At Target, for example, the Esprit- and Guess-inspired collections by Merona--including tennis shoes, tights and accessories--for men, women and children hang near the door. The clothes are color-coordinated prints, stripes and solids. A complete outfit for a woman, with shoes, runs about $50.

Target’s fashion strategy also involves what store officials like to call reality shopping: “the idea of putting together the $200 Vittadini sweater (purchased elsewhere) with $19.99 Target stirrup pants,” explains Corbin Seitz, style consultant for Target stores.

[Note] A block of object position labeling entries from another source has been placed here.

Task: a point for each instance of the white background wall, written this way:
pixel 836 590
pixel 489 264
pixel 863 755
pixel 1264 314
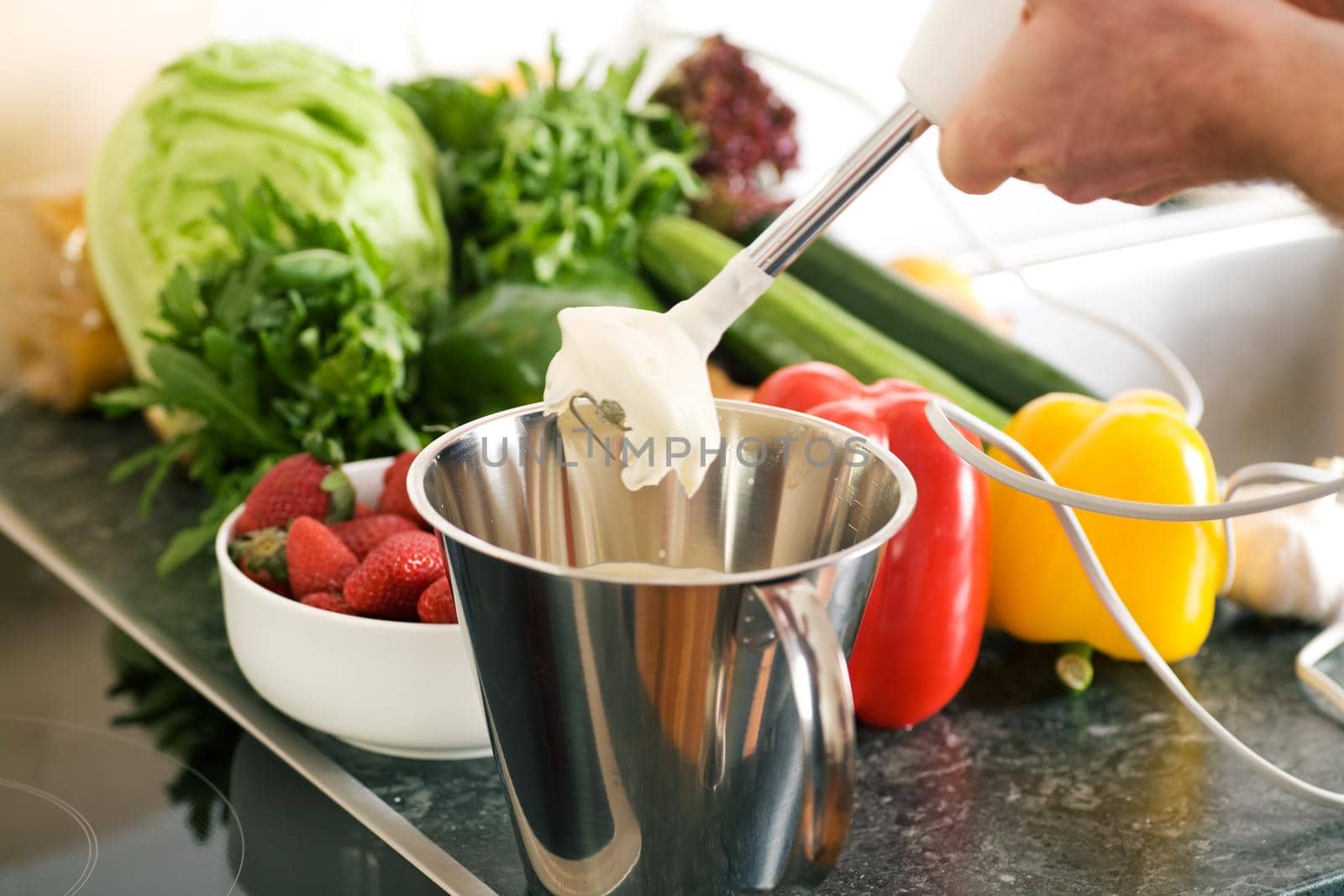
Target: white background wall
pixel 66 67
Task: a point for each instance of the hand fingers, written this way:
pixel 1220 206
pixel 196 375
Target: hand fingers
pixel 976 156
pixel 1151 195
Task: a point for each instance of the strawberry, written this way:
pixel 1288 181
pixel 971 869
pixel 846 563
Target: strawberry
pixel 363 533
pixel 316 559
pixel 393 577
pixel 437 605
pixel 327 600
pixel 300 485
pixel 396 497
pixel 261 557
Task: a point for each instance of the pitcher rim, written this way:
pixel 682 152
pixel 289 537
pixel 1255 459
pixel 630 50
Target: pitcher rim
pixel 905 506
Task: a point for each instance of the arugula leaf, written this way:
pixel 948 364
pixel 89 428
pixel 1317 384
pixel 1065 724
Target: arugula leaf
pixel 550 177
pixel 295 343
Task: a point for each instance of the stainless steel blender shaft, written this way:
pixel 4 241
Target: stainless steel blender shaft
pixel 804 221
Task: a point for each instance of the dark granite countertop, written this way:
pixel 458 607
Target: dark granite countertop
pixel 1015 788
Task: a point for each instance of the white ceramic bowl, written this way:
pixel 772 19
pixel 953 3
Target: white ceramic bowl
pixel 398 688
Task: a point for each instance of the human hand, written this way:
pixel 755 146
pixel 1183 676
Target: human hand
pixel 1132 100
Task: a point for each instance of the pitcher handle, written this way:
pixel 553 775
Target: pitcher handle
pixel 822 692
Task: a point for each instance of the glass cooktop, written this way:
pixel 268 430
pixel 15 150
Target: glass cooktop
pixel 118 779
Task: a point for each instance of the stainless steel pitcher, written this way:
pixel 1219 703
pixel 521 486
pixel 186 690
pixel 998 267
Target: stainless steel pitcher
pixel 667 735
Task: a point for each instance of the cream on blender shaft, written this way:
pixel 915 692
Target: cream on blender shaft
pixel 644 372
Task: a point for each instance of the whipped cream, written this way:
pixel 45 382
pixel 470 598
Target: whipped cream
pixel 654 365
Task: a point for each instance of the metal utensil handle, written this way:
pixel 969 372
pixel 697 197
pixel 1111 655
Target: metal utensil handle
pixel 826 714
pixel 804 221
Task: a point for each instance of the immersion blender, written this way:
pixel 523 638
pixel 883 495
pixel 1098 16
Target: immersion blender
pixel 953 49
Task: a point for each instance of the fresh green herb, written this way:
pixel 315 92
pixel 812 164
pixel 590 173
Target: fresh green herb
pixel 538 181
pixel 291 345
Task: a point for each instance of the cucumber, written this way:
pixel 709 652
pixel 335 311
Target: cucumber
pixel 994 365
pixel 792 322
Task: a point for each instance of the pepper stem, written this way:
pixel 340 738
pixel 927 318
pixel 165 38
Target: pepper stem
pixel 1074 665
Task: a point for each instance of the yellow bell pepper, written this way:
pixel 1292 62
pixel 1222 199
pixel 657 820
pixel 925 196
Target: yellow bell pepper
pixel 1137 446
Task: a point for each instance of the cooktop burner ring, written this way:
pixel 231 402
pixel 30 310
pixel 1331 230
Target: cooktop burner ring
pixel 91 835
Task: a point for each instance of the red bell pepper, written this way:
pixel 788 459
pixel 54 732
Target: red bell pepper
pixel 921 631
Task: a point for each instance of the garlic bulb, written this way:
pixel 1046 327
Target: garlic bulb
pixel 1290 562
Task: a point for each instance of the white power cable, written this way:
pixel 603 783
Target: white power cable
pixel 1187 389
pixel 942 414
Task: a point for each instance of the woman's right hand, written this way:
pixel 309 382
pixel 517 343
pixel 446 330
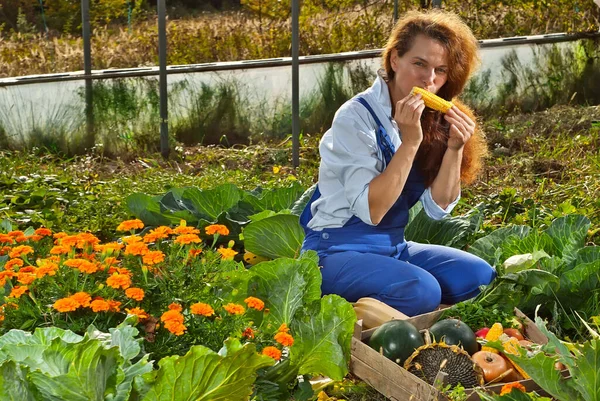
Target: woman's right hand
pixel 408 117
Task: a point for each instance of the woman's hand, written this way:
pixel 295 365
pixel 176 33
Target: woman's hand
pixel 408 117
pixel 461 128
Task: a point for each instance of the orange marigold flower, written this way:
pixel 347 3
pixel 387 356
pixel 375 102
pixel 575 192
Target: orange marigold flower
pixel 234 309
pixel 272 352
pixel 254 303
pixel 118 280
pixel 185 239
pixel 44 232
pixel 153 257
pixel 10 265
pixel 129 225
pixel 248 333
pixel 137 248
pixel 134 293
pixel 17 291
pixel 66 305
pixel 508 387
pixel 216 229
pixel 284 339
pixel 202 309
pixel 82 298
pixel 99 305
pixel 60 250
pixel 226 253
pixel 19 251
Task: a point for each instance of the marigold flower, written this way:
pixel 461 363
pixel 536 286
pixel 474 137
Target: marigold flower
pixel 284 339
pixel 129 225
pixel 248 333
pixel 44 232
pixel 254 303
pixel 234 309
pixel 202 309
pixel 272 352
pixel 82 298
pixel 99 305
pixel 136 248
pixel 508 387
pixel 153 257
pixel 139 312
pixel 134 293
pixel 227 253
pixel 60 250
pixel 216 229
pixel 185 239
pixel 17 291
pixel 10 265
pixel 66 305
pixel 118 280
pixel 19 251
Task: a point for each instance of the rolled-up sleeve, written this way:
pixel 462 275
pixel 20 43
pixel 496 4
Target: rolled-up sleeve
pixel 351 155
pixel 434 210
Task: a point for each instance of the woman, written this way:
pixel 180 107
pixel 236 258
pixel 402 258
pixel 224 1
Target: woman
pixel 384 152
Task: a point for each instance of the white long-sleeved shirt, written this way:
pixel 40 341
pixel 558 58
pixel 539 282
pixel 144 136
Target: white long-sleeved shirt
pixel 351 158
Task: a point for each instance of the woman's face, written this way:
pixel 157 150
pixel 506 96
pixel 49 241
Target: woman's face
pixel 425 65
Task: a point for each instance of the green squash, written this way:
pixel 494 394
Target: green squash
pixel 397 340
pixel 455 332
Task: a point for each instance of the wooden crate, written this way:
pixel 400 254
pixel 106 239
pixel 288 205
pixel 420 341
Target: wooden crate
pixel 396 383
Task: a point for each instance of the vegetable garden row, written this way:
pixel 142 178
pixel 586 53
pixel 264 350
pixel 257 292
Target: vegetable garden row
pixel 203 295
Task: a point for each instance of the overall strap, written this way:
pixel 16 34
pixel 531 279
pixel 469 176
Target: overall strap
pixel 383 140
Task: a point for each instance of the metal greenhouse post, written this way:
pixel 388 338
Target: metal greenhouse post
pixel 162 78
pixel 295 86
pixel 90 139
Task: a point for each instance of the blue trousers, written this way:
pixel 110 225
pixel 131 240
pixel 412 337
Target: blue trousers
pixel 414 281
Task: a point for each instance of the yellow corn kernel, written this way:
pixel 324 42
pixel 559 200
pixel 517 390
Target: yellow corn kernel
pixel 512 346
pixel 431 100
pixel 493 335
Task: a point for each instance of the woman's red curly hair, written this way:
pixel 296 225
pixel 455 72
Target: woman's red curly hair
pixel 463 58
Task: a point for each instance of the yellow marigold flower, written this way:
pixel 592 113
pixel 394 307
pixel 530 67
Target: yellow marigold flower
pixel 134 293
pixel 60 250
pixel 284 339
pixel 66 305
pixel 185 239
pixel 82 298
pixel 139 312
pixel 234 309
pixel 254 303
pixel 129 225
pixel 10 265
pixel 43 232
pixel 272 352
pixel 17 291
pixel 153 257
pixel 19 251
pixel 202 309
pixel 117 280
pixel 216 229
pixel 99 305
pixel 508 387
pixel 138 248
pixel 226 253
pixel 132 239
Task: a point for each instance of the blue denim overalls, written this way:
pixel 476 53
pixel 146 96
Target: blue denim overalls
pixel 359 260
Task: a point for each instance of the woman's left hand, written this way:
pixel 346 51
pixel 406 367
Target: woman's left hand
pixel 461 128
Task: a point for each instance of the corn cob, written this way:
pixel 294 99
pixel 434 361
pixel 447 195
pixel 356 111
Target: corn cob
pixel 431 100
pixel 493 335
pixel 512 346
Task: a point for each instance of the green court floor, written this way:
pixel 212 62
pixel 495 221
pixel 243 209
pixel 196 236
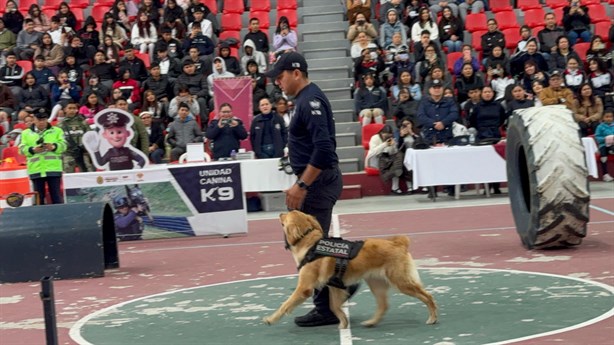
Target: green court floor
pixel 476 306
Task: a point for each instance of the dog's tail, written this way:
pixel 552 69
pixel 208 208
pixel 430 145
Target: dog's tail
pixel 401 241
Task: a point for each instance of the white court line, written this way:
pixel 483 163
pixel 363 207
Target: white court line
pixel 439 232
pixel 345 335
pixel 75 330
pixel 602 210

Next year, the chain plans to launch a lifestyle collection of nautical-theme family clothing and decorative housewares, not dissimilar to Ralph Lauren’s total design for living concept. It will include beach towels, shirts, footwear, even drinking glasses. The tie that binds the items, Seitz says, is clean lines. “We don’t put ducks all over everything. We want to appeal as much to the woman who likes Laura Ashley as we do to those who subscribe to Metropolitan Home.”

Like Target, K mart is working to establish a fashion image. It has moved clothing to the front of the stores, widened the aisles, brightened the lights and introduced mini-billboard-sized ads to catch shoppers’ eyes as they enter.

But it may take time and more changes before women think of the chain as a forward-fashion resource. Although the junior clothes are trendy, most of the women’s styles won’t tempt those who can afford to buy elsewhere. “Their quality and styles are not as good as what I find elsewhere, but it is improving,” says Sherrill Smith, 37, of Tustin..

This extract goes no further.